Harris-Todaro), accordent une place centrale au secteur informel urbain (supérieur) qu’ils présentent

comme un secteur alternatif pour certains actifs du secteur formel (salariés) à la recherche de

revenus supérieurs et d’un certain désir d’indépendance. Cette vision consistant à présenter le

secteur informel urbain « supérieur » comme un secteur attractif voire une forme d’économie

idéale vers laquelle tendraient les économies en développement n’est pas conforme à la réalité

de beaucoup de pays en développement [Roubaud, 1994]. C’est ce que nous montrons pour le

cas de l’Algérie où le secteur informel est une option plutôt subie et non choisie et que les

revenus générés par les activités informelles ne sont pas attractifs comme le suggèrent ces

modèles.

Nous avons vu également que le secteur informel a fait l’objet de plusieurs définitions

(monocritères, multicritères, fonctionnelles…). Chaque auteur, en effet, y va de sa propre

définition et utilise des critères spécifiques, en fonction de l’objet de sa recherche, des

spécificités du champ d’étude, etc. pour l’identification du secteur informel. Les définitions

monocritères présentent des limites dans la mesure où elles ne permettent pas de bien cerner

le secteur informel et aboutissent systématiquement à des évaluations disparates du

phénomène. La définition multicritère du BIT semble la plus pertinente dans la mesure où elle

permet d’identifier les différents segments du secteur informel mais aussi opérationnelle d’un

point de vue statistique (en facilitant la collecte de statistiques sur le secteur informel).

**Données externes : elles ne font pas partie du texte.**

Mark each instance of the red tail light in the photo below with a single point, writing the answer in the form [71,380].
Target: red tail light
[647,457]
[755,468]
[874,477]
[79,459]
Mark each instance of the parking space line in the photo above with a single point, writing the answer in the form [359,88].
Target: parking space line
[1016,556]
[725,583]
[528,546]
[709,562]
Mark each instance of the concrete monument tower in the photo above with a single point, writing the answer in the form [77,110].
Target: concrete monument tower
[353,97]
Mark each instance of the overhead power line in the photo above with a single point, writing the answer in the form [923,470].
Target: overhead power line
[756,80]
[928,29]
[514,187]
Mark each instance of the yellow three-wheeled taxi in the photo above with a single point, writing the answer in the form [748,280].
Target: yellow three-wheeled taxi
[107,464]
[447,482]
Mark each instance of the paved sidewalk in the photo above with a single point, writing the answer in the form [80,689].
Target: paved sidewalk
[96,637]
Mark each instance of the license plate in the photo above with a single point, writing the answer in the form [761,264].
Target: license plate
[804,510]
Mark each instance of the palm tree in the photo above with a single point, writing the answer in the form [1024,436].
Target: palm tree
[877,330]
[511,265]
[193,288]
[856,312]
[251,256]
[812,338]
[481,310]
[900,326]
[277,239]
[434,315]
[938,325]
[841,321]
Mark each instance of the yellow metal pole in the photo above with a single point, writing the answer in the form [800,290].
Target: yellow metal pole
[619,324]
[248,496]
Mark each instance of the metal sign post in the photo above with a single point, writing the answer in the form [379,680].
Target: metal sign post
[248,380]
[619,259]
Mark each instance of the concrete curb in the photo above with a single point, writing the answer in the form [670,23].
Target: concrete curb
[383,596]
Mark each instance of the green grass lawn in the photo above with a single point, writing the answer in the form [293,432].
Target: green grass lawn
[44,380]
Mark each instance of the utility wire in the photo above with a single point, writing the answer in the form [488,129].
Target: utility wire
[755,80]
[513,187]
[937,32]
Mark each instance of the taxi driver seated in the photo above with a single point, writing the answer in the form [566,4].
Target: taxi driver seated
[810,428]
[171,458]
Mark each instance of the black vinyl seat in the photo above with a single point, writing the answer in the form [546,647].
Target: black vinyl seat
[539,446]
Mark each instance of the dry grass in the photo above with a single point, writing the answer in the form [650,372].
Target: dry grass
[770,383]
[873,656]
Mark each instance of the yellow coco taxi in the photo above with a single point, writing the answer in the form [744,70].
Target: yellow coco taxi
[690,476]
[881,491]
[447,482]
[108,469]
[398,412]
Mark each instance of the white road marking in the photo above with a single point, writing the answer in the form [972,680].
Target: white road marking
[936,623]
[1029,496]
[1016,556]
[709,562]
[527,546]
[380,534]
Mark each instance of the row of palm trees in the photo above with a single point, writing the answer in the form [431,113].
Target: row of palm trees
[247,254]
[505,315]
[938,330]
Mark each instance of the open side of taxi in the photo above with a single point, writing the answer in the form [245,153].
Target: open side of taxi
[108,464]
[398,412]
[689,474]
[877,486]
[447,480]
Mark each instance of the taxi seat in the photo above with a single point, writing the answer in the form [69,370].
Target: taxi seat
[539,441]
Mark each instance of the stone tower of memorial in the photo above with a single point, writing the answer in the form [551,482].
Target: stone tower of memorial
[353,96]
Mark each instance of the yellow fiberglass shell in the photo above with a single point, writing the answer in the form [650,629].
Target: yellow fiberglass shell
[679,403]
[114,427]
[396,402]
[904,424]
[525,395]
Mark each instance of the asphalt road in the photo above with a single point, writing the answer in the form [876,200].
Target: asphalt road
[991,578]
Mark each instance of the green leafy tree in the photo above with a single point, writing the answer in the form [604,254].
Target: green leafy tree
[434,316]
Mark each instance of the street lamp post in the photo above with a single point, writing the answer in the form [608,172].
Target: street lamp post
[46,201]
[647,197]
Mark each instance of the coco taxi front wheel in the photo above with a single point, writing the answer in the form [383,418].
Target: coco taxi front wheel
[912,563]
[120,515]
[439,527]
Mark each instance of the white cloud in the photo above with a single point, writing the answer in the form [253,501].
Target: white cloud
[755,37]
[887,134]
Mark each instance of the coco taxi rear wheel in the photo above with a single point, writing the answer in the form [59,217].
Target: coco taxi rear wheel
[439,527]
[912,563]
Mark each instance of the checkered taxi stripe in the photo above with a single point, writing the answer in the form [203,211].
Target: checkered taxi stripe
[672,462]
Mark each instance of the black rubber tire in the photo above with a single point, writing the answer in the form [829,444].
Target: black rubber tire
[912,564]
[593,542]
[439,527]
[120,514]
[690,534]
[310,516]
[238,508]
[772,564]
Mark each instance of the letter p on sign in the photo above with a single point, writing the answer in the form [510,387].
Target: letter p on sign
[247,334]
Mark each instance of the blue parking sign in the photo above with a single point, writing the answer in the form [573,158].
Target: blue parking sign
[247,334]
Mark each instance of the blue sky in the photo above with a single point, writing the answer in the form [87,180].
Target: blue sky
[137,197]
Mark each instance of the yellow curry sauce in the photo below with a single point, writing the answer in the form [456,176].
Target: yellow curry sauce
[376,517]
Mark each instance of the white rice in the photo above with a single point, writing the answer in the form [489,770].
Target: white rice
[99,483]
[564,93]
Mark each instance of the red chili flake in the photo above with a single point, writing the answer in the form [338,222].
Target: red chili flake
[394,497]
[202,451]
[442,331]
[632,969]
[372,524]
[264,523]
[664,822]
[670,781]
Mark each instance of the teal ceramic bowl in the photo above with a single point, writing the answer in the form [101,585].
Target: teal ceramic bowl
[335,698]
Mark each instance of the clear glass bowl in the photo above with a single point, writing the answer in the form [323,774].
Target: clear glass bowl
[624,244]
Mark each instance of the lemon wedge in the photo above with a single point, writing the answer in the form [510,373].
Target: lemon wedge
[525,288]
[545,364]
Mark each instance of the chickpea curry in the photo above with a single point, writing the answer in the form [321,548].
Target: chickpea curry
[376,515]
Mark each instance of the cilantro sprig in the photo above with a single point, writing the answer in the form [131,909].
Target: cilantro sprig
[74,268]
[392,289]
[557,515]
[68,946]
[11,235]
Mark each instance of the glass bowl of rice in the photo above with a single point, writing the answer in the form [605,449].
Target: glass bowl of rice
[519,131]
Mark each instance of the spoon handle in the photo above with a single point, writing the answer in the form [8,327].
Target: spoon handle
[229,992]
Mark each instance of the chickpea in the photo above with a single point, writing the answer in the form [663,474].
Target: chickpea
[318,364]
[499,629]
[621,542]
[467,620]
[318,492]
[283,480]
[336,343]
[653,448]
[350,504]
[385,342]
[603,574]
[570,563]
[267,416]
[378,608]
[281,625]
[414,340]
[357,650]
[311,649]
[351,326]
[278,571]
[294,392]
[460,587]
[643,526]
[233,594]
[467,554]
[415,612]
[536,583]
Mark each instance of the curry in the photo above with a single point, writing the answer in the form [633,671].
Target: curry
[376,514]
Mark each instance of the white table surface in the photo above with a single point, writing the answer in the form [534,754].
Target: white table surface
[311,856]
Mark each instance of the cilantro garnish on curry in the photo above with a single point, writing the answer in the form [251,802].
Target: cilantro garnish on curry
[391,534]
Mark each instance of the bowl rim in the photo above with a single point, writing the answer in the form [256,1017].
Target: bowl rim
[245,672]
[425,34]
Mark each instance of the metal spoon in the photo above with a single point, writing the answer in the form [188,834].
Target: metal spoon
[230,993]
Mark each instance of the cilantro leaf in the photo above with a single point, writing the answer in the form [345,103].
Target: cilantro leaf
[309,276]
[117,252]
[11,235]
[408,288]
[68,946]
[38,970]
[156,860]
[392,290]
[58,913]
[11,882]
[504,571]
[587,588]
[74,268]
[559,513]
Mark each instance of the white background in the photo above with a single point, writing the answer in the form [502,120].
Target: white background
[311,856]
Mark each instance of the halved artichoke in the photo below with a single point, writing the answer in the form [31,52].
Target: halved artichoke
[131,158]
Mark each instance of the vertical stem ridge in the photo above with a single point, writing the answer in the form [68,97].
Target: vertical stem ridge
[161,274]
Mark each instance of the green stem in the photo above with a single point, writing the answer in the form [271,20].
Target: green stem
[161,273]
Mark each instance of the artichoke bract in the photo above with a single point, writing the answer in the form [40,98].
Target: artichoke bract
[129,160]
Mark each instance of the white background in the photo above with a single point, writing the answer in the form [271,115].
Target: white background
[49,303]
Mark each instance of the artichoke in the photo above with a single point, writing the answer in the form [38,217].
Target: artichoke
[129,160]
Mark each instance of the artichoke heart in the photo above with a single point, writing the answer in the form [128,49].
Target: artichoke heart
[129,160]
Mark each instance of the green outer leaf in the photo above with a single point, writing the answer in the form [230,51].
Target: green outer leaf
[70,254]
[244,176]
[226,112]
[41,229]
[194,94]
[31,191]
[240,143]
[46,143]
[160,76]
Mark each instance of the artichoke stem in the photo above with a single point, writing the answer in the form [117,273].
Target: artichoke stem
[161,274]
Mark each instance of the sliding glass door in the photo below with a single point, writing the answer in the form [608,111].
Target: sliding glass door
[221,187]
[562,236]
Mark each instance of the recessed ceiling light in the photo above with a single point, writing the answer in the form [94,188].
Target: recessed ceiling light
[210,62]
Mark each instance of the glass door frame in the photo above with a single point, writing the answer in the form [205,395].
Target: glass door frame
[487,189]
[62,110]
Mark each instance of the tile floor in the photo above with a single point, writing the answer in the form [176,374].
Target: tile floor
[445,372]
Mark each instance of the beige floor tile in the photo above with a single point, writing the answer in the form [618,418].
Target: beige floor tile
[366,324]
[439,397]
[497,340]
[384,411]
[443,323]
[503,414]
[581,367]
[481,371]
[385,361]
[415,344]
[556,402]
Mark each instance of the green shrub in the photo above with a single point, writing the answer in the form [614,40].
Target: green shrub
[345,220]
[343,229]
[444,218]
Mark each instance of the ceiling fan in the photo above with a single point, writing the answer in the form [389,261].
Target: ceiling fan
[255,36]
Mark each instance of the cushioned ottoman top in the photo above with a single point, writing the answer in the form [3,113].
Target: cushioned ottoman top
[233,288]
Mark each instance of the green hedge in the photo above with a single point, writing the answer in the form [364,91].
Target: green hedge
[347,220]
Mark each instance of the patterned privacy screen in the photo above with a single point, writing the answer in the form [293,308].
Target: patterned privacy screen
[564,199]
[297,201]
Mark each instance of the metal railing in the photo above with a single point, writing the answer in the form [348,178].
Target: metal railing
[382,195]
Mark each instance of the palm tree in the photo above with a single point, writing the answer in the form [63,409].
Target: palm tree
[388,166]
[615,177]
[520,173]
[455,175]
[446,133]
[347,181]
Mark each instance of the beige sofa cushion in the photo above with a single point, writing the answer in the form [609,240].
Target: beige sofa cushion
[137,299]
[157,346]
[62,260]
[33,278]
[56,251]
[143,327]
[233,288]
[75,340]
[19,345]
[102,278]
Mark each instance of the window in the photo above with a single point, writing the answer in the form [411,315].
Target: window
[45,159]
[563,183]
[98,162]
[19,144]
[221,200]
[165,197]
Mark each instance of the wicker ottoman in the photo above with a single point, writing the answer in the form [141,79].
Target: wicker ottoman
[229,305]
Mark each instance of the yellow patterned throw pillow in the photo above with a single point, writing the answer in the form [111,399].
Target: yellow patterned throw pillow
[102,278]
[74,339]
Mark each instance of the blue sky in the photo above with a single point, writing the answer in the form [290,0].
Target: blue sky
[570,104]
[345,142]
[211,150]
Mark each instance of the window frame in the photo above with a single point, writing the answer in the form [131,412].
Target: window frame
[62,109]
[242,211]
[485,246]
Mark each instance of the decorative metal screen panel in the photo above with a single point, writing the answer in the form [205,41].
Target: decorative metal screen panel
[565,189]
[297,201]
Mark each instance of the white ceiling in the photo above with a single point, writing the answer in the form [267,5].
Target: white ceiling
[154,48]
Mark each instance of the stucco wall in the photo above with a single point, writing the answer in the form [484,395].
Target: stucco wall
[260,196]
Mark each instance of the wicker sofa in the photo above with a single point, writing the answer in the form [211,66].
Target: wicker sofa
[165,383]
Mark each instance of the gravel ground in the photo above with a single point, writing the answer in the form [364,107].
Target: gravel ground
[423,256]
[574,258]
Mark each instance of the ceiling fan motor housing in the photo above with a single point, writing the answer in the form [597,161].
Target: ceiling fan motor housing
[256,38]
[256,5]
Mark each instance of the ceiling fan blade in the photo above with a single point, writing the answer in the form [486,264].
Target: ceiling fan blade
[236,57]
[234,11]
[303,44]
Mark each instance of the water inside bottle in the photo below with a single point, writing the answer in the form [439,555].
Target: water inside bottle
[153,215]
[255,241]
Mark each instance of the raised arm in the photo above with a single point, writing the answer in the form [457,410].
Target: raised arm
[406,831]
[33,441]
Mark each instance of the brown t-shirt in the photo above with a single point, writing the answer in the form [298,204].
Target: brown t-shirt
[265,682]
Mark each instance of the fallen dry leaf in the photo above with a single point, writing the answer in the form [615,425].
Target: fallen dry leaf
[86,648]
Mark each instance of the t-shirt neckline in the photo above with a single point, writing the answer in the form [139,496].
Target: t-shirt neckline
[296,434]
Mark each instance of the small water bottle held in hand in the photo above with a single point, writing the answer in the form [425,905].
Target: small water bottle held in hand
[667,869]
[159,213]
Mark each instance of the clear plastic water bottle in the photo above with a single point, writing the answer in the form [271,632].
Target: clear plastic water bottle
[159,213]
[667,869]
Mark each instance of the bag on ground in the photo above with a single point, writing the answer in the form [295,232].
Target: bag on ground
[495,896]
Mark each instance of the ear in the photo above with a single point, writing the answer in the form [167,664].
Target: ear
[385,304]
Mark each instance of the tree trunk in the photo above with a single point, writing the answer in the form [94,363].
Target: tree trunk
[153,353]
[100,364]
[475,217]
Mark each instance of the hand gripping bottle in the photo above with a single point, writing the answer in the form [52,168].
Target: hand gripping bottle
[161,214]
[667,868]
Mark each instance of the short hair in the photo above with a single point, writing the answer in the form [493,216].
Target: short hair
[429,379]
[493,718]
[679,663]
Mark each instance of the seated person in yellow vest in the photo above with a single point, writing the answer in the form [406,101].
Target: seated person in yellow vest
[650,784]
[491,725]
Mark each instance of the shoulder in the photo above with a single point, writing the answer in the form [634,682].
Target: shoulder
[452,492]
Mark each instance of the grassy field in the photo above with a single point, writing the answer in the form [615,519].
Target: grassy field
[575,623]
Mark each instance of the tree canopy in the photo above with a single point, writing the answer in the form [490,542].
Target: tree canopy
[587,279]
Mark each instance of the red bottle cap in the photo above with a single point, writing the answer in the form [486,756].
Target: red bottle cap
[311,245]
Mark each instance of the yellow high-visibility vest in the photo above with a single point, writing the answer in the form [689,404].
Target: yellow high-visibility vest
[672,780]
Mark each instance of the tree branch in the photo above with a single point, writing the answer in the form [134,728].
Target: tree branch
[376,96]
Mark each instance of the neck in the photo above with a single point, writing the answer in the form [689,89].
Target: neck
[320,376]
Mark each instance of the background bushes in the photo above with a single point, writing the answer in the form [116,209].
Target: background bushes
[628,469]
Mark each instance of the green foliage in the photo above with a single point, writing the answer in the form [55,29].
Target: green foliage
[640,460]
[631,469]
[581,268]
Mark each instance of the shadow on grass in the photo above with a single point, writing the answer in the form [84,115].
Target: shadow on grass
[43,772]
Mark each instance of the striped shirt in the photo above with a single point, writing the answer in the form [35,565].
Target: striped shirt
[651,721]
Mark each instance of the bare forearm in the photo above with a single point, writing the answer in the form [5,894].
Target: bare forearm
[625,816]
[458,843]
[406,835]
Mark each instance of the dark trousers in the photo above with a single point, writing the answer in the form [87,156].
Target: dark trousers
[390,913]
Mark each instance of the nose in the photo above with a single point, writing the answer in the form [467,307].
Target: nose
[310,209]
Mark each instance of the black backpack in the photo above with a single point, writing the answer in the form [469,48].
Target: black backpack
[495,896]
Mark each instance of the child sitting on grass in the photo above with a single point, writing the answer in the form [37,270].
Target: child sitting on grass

Les différentes tentatives de mesure du secteur informel, au delà de leurs résultats disparates,

mettent en évidence l’importance de celui-ci dans la majorité des pays en développement dont

l’Algérie dont il convient de s’interroger sur la réalité de son secteur informel, son évolution,

ses caractéristiques propres et sa taille. Ceci fait l’objet des chapitres suivants.